Invited by Alfred Gerstl and Josef Falko Loher, about 40 Students of various backgrounds, both Bachelor and Master students, left the ordinary class room for a very special course at the Department of East Asian Studies. Taking the South China Sea Conflict as a real world background scenario, the two members of the Chair of East Asian Economy and Society (EcoS) organised a two day strategic game which simulated a highly complex and dynamic conflict involving main actors to act, react and interact in bi- and multilateral settings. Students were able to gain valuable knowledge about the conflict in focus, its various actors, economic, political and military dimensions.
In addition, by taking over the roles of state and organisational actors as well as individually preparing the sessions with a written actor analysis beforehand, students became experts on the respective actors' interests, aims, reservations and partnerships. The regional focus aside, theories of political science and international relations thus could be put into practical testing. Lastly, beneficial soft skills, like strategic thinking, as well as diplomatic acting and negotiating in complex social settings could be developed, enhanced and playfully tested.
A preparatory meeting three weeks earlier explained the rules and setting of the game as well as introducing participating students to the South China Sea Conflict, before they returned home for their assigned actor analysis. The two days of actual gaming were then opened by Ronald Mitterhofer's presentation on Strategic Thinking and Acting in intercultural negotiations. During the two days, a daily group slot gave the groups time to prepare individual strategies, aims and targets for the following bi- and multilateral negotiations. Supported by external experts groups could consult on issues related to their role.
Participants quickly realised that many of the corresponding tactical measures and prepared concessions were not possible to uphold during these negotiation rounds. Simulating as closely a real world setting as possible given the time and space constraints, some of these negotiations took place during informal coffee breaks and even working lunches. The highlight on both days was the respective afternoon meeting session of the model Asian Regional Forum (ARF) where all state and institutional matters faced each other in an official diplomatic exchange.
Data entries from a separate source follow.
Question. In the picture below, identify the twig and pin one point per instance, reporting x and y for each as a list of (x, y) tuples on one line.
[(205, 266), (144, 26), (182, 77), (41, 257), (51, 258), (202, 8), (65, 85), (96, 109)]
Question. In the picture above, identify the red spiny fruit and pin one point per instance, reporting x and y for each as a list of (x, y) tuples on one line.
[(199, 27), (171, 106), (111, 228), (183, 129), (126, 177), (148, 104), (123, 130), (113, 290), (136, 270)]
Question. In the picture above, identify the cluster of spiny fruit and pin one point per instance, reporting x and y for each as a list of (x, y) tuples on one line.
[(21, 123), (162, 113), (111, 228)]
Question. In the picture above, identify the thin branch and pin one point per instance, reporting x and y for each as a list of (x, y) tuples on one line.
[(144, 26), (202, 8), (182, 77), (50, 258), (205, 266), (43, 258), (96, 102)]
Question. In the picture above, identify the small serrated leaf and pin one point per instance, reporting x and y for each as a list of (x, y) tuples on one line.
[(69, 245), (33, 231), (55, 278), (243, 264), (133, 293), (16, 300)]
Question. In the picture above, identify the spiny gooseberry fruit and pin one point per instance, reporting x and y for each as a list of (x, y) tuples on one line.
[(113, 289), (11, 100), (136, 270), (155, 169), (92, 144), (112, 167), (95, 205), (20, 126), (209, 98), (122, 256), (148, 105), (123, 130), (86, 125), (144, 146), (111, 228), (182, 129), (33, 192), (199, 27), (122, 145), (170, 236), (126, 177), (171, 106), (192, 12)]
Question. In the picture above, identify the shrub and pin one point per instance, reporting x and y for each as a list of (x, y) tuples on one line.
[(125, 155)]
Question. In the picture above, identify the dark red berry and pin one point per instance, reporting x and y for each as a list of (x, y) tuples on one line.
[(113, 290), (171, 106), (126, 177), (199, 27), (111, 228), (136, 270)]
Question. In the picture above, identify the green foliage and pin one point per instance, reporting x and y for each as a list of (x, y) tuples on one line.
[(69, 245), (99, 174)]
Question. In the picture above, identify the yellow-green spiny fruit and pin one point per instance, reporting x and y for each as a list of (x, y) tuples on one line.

Protocol and rituals of such multilateral events had to be upheld while at the same time elected representatives eagerly argued in defence or for the advancement of their actor's goals, targets and alliances. Alliances, a crucial tool to promote the own interests, drafted beforehand suddenly had to hold up on the testing ground that is multilateralism. The two meeting days were concluded by an in depth evaluation and feedback round. Especially the experience and feedback from day one was noticeably integrated into the proceedings of day two, where positions and standings were altered, former passive parties got more active and the game's dynamic picked up recognisably.
As students' identification with their roles intensified, positions were defended more fiercely in some cases, while joint resorts were sought after more willingly in others. In the model resolution, finally, the exact phrasing was discussed on a high level to the last comma until facilitators almost had to cancel due to time constraints. Nevertheless a joint statement was finalised, safeguarding all parties' interest and concluding the two strenuous, challenging and rewarding days of strategic gaming.
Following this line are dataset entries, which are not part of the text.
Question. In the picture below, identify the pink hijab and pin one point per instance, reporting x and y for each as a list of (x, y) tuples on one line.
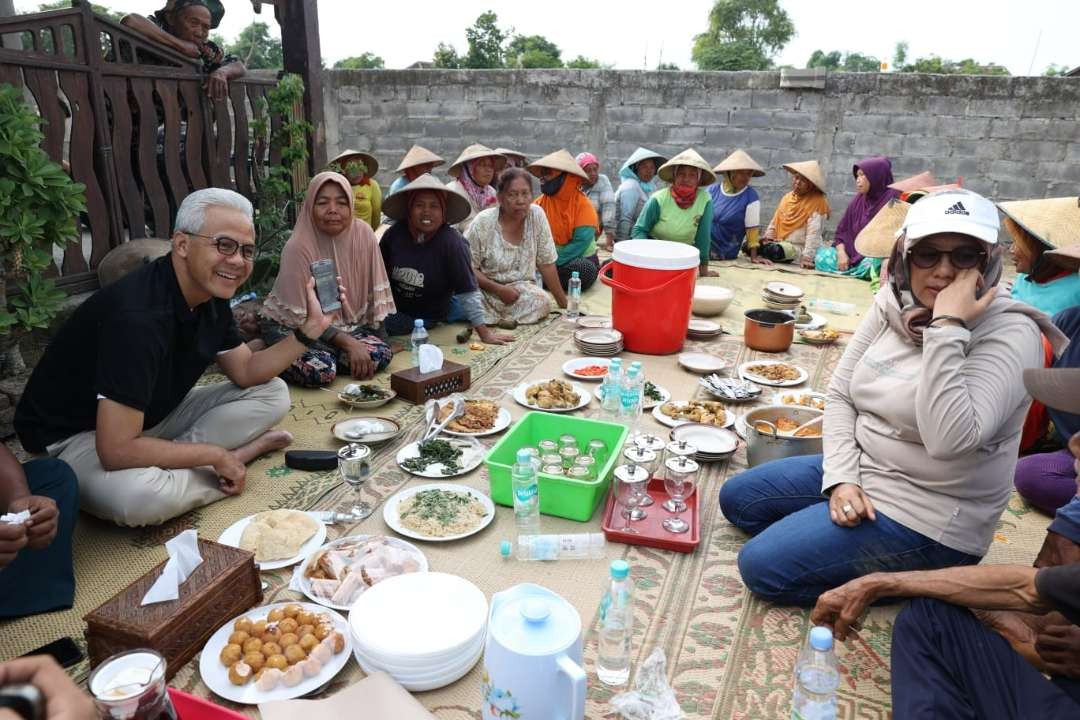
[(355, 255)]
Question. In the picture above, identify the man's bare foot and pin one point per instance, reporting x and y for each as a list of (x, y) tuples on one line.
[(268, 442)]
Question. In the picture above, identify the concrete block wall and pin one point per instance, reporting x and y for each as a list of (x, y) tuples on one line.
[(1007, 137)]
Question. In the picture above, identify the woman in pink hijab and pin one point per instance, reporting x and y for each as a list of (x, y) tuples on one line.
[(325, 229)]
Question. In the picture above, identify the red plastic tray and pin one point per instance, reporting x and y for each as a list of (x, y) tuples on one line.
[(650, 530)]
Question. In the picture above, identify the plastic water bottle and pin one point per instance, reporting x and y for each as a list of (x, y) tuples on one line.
[(617, 625), (577, 546), (525, 486), (574, 296), (817, 678), (418, 338)]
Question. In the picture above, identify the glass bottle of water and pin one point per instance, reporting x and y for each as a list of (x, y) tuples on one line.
[(617, 625), (817, 678)]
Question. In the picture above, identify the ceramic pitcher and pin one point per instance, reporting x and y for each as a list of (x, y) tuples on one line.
[(532, 656)]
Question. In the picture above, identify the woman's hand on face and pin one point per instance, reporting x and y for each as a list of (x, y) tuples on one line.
[(848, 505)]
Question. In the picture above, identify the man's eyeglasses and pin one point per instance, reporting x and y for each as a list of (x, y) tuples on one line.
[(228, 246), (961, 258)]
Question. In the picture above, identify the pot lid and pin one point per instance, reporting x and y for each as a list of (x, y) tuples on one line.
[(535, 621)]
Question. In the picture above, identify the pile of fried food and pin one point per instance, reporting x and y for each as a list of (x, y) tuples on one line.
[(480, 417), (287, 646), (342, 571), (552, 394), (775, 372), (710, 412)]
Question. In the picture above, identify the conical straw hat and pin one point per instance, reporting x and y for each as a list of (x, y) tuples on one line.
[(739, 160), (559, 160), (879, 235), (1054, 221), (811, 171), (395, 204), (474, 151), (369, 162), (688, 157), (419, 155)]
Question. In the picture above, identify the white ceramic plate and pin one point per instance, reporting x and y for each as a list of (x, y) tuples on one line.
[(701, 363), (571, 367), (765, 381), (672, 422), (390, 511), (216, 675), (472, 456), (518, 394), (396, 542), (233, 532)]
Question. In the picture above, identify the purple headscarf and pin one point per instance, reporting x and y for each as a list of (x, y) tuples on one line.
[(862, 209)]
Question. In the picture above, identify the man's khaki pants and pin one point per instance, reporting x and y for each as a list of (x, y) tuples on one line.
[(223, 415)]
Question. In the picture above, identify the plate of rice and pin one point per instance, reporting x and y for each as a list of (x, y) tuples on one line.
[(439, 513)]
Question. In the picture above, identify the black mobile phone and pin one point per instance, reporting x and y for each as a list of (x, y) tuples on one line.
[(64, 651), (326, 286)]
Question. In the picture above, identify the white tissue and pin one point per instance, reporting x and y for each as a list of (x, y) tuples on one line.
[(431, 358), (184, 558)]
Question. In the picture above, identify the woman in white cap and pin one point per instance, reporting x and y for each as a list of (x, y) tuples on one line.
[(428, 261), (921, 428), (683, 212), (638, 182)]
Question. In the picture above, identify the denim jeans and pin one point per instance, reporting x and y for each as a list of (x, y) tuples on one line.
[(797, 552)]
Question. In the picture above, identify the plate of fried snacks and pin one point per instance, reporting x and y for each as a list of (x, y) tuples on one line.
[(340, 571), (439, 513), (552, 395), (275, 652), (481, 418), (772, 372), (705, 412), (279, 538)]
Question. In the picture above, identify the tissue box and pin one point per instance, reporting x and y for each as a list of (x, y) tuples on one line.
[(225, 585), (419, 388)]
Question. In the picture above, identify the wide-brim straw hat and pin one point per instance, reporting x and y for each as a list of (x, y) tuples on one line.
[(879, 235), (419, 155), (395, 205), (561, 160), (1053, 221), (688, 157), (475, 152), (811, 171), (369, 162), (737, 161)]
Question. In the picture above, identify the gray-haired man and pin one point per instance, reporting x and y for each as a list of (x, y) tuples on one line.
[(115, 395)]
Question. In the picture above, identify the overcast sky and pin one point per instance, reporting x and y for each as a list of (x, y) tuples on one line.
[(1025, 37)]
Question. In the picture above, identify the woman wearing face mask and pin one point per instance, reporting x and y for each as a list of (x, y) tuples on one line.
[(682, 213), (638, 181), (509, 244), (428, 260), (570, 216), (326, 229), (473, 174), (921, 428), (737, 211)]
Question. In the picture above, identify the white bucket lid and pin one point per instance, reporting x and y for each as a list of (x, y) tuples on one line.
[(656, 255)]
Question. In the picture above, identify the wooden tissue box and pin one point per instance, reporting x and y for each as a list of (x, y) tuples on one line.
[(416, 388), (224, 585)]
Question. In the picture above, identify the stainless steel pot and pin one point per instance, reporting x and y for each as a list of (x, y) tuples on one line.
[(763, 447)]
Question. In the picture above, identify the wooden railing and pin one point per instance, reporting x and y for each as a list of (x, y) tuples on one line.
[(140, 135)]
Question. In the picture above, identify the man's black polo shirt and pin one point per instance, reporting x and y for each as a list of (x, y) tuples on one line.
[(135, 342)]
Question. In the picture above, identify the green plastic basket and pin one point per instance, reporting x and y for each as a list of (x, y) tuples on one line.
[(559, 496)]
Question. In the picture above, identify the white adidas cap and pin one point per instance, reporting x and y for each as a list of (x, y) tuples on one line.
[(955, 209)]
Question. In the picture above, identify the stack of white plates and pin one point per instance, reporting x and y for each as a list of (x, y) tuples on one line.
[(426, 629), (599, 341)]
Apart from the apparent learnings in regards to international relations and the specific conflict at hand, expertise on the individual actors within the setting and valuable lessons in negotiation strategies and tactics, the strategic game on the South China Sea Conflict also offered a platform for personal contacts and networking as well as a lot of hands-on fun for the eclectic group of students. Despite great achievements in the final negotiations and the passing of a hard-fought model resolution, the most important outcome according to participants' feedback might well have been the realisation that true results can only be attained by consensus and inclusion of all parties involved.